Padrone dove sei
Un sabotaggio iconoclasta e nostalgicamente rock nella carne del sesso perduto e mai dimenticato
“...and every step I take, takes me further from heaven...” Roxy Music, In Every Dream Home a Heartache
Lontano dal paradiso, io ciò che resta del paradiso. In un cielo decadente, in disfacimenti della memoria tattile tra luminose evanescenze di carne. Luoghi di perduti ricordi sessuali, carne, sperma e memoria. Trascinati dai desideri perduti, schiaffeggiati dal padrone più sadico, indifferente e prepotente: il sesso ricordato, immaginato, rimpianto e il suo desiderio inconsumabile, suo più spietato aguzzino. In naufragi e nubrifagi di parole scabrose, (in)difesi sotto tettoie di enunciati troppo strette per le immagini, gabbie di faraday che portano nomi importanti come Bataille, Derrida, Klossowski. Lo sguardo sempre in procinto di sfaldare la pelle per entrare nella carne, per diventare esso stesso carne, godimento, disfacimento. Voyeurismo dell’impulso sessuale scopico, pulsione irrefrenabile che Schirinzi frammenta in immagini ingrandite di frammenti visivi che schizzano tra un taglio e l’altro, fuoriuscendo da ogni fessura del découpage in ingrandimenti di pulsioni erotiche. E se la Madeleine proustiana non fosse solamente un pasticcino commestibile? E se riuscisse comunque a mantenerne la sua funzione, il suo tramite olfattivo, tattile, acustico, continuando a esercitare la sua funzione di soglia cristallizzandosi in immagine-memoria visiva, fulminante, del sesso perduto? E se l’occhio di Bataille prima di diventare uovo fosse stata l’immagine dell’ingallamento?

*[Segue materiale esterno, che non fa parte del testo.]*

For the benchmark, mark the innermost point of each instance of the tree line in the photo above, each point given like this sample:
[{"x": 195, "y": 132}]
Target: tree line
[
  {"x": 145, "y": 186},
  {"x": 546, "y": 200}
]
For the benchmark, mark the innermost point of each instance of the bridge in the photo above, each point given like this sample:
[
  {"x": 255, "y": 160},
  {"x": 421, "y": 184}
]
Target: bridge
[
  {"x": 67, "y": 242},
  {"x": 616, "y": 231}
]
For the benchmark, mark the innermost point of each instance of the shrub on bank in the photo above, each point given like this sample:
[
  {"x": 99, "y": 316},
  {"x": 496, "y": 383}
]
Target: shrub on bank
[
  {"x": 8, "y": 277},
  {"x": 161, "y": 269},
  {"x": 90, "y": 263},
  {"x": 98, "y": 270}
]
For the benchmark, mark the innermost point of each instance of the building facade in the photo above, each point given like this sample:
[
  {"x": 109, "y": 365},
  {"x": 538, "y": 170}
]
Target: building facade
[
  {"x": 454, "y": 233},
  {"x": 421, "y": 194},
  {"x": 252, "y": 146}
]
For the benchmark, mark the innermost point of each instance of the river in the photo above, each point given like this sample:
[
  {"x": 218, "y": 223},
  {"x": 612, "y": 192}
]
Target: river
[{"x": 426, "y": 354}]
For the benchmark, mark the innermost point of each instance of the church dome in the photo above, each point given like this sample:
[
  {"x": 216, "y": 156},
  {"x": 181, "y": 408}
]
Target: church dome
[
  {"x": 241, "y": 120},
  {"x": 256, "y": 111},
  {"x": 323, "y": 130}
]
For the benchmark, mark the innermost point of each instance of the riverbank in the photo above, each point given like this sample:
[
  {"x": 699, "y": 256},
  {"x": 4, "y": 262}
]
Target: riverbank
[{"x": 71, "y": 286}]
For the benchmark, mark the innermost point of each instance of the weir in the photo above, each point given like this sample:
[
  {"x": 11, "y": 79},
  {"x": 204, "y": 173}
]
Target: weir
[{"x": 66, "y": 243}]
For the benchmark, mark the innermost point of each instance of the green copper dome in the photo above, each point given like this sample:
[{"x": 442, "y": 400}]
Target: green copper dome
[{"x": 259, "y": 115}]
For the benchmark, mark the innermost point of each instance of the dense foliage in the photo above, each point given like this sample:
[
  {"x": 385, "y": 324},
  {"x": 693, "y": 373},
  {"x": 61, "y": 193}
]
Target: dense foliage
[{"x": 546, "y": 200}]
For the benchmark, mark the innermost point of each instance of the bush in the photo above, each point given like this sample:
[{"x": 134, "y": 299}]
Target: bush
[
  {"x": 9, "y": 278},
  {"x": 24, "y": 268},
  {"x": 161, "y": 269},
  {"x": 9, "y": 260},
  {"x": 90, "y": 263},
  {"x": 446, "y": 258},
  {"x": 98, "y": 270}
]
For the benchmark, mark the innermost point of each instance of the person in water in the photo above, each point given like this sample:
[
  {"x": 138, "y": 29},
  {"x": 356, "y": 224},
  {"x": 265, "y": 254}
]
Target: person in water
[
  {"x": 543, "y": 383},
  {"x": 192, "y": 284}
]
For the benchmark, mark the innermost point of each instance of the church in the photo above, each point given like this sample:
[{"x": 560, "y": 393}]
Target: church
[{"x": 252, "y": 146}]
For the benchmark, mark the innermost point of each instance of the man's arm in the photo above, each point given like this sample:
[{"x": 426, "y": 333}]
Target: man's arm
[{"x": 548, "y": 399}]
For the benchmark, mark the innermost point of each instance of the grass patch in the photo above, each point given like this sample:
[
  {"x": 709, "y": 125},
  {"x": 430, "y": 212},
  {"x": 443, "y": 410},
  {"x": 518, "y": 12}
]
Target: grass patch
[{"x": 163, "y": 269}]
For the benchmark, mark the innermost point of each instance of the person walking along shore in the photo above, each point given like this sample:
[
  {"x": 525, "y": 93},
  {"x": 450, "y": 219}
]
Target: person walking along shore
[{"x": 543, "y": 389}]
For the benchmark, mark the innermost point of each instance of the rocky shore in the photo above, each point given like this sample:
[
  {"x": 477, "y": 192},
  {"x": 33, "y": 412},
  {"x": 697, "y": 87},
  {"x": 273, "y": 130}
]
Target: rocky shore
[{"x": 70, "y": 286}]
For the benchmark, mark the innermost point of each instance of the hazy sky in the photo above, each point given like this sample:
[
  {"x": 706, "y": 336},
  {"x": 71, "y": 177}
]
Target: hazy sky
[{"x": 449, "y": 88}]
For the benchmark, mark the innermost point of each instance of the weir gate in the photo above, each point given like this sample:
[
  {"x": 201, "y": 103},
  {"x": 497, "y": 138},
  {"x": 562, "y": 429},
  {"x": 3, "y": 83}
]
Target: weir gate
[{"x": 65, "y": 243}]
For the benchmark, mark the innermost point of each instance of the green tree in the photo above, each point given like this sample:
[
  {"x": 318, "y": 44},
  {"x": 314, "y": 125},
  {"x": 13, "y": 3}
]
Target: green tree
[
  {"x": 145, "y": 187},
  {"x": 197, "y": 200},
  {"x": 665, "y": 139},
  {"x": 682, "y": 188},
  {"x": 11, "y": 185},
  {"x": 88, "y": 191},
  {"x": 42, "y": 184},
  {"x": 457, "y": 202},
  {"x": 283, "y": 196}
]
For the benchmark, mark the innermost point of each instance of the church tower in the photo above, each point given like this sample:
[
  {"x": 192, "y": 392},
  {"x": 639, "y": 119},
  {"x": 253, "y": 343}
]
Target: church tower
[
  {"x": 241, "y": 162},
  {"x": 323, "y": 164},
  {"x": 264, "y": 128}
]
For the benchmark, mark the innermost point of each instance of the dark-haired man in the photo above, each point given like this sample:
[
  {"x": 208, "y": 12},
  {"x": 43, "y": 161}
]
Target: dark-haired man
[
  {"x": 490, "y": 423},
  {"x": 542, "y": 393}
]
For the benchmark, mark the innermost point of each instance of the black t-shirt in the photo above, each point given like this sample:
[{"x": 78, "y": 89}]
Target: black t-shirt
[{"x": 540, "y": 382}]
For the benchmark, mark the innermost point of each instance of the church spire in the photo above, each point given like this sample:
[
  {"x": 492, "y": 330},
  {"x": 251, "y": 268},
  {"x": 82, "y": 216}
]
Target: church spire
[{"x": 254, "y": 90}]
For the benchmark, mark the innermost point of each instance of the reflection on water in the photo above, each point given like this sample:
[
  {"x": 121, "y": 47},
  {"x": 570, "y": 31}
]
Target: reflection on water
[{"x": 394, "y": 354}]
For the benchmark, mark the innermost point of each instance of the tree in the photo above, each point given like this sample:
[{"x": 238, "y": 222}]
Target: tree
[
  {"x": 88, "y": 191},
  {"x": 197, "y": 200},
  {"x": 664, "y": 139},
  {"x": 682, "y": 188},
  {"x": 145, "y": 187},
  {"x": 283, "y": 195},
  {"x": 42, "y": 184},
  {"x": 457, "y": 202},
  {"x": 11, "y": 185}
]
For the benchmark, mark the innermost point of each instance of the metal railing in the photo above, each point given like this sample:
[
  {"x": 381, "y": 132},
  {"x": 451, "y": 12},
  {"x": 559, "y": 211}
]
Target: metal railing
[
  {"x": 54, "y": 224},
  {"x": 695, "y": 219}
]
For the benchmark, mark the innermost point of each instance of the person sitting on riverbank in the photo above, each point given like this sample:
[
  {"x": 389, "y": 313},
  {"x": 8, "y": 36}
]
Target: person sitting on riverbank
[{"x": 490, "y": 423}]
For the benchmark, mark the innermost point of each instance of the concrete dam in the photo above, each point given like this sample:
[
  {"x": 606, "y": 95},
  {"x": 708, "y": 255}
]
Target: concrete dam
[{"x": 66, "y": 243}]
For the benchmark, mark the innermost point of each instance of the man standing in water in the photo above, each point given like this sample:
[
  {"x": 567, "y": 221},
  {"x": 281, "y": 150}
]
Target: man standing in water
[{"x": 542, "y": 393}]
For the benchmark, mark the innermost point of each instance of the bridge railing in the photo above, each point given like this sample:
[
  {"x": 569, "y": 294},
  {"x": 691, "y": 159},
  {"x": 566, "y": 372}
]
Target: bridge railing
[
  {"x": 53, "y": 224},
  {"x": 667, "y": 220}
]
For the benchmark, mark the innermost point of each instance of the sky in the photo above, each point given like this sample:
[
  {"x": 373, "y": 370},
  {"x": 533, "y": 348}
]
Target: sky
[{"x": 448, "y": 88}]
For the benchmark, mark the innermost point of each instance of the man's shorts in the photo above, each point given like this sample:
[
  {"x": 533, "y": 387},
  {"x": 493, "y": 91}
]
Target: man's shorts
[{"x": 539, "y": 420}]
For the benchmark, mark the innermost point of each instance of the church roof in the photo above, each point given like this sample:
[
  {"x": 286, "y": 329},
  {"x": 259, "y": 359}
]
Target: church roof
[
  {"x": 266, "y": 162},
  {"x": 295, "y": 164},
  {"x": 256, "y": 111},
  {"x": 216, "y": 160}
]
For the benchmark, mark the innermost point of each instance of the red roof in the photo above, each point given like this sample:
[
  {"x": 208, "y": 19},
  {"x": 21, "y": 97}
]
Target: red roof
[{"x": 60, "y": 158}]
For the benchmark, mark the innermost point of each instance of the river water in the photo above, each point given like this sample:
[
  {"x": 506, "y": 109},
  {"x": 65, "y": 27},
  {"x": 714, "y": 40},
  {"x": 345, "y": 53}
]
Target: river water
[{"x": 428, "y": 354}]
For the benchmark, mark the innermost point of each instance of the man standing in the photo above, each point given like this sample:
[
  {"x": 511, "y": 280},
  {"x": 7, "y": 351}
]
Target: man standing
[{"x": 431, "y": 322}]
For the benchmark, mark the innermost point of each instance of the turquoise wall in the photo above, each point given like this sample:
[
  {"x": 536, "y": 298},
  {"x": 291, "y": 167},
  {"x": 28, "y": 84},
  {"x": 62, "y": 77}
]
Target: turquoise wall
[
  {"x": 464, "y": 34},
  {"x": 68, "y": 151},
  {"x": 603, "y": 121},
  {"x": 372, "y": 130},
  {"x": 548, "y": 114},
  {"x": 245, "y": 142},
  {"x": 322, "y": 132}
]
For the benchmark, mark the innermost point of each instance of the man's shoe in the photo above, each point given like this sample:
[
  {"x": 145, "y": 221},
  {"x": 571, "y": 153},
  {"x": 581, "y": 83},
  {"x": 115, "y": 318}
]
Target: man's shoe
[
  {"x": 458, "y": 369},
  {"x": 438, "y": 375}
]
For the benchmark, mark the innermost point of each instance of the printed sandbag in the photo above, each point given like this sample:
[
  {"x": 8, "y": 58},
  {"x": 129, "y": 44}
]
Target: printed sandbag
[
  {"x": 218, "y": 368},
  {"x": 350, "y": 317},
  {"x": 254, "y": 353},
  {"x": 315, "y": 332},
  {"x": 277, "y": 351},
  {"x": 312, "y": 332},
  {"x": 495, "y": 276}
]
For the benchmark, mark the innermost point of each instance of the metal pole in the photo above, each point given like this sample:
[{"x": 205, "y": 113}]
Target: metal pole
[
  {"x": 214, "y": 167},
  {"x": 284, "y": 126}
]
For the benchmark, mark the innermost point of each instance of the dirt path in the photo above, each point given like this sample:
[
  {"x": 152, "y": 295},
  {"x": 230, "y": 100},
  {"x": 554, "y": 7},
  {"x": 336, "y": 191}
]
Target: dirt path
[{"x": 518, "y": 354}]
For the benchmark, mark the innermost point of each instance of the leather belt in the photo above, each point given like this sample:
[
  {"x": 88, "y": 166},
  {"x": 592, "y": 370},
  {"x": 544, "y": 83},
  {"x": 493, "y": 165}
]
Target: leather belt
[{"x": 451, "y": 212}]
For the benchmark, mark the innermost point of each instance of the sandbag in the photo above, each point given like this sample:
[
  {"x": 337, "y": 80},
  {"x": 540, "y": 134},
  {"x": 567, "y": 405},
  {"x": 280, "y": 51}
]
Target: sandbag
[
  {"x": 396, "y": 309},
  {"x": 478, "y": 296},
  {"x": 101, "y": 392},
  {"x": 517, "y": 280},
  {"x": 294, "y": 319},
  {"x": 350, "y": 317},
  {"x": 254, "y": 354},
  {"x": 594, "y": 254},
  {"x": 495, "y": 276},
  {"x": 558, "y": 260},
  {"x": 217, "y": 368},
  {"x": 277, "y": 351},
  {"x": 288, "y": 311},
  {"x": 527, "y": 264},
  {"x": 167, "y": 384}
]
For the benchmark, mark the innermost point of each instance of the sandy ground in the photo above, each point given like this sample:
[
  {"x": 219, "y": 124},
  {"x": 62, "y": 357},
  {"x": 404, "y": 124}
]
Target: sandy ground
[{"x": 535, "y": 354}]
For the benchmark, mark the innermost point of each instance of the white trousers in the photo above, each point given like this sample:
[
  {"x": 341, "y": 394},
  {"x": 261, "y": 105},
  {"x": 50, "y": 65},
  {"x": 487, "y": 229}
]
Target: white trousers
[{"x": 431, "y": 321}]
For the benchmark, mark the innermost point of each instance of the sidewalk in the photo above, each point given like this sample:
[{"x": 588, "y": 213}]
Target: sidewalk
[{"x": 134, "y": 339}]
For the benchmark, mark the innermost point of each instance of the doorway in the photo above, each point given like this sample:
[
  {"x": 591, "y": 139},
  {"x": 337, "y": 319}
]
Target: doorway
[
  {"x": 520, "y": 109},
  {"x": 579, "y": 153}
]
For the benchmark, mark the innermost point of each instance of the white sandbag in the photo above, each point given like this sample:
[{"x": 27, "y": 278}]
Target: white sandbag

In un perpetuo ristabilirsi di desideri rimossi, fuggiti, scabrosi (rinconsa a ritroso di quell’interscambiabilità barthesiana definita nella sua Metafora dell’occhio) fino all’inizio primordiale, basica ossessione verso il sesso tra gli intrecci del desiderio masturbatorio, epifanico sguardo disfacente e mortifero: cinema, nella sua più primaria accezione di meccanismo scopico di resistenza alla morte, all’oblio, alla schiavitù sessuale dell’Eros. Referenziale, scabroso, deviato, tattile e tangibile quanto la resistenza dei polpastrelli sui grumi fotografici di un’opera del Bernini. I tre anti-protagonisti di Schirinzi sono fantasmi che vivono di ricordi perduti, corpi persi nelle location abbandonate, scie di carne luminescente che nell’immagine (e nell’immaginazione) sessuale trovano l’unico appiglio di restistenza alla loro traslucida esistenza. Sono fasci di luce in sofferenza, delay di una struggente ballata rock in procinto di perdersi nei propri riverberi, pronti a svanire se incapaci di trovare densità nella loro sessualità condensata, in quell’erotismo che s’incrosta dando loro superficie epidermica (fotografica, audiovisiva) sulla quale (re)esistere.
Sarebbe ben immaginabile leggere nelle pagine de La sinagoga degli iconoclasti di Wilcock il nome di Carlo Michele Schirinzi, posizionato lì tra Carlo Olgiati e Armando Aprile, tra il matabolismo olgiatiano e la fantasmatica esistenza dell’effimero utopista. Il soffio iconoclasta di un solitario, pronto a sgretolare i territori (del suo Sud), la sacralità dell’immaginario iconico e le pagane geografie del corpo desiderante. Padrone dove sei? Dov’è il vettore del moto? Il motore del corpo negli ingranaggi della libido? Un film che rimane negli occhi, un film di tutti e per pochi, che denuda lo sguardo lasciadoci indifesi, nudi e prostrati alla nostra più grande ossessione ed estasi.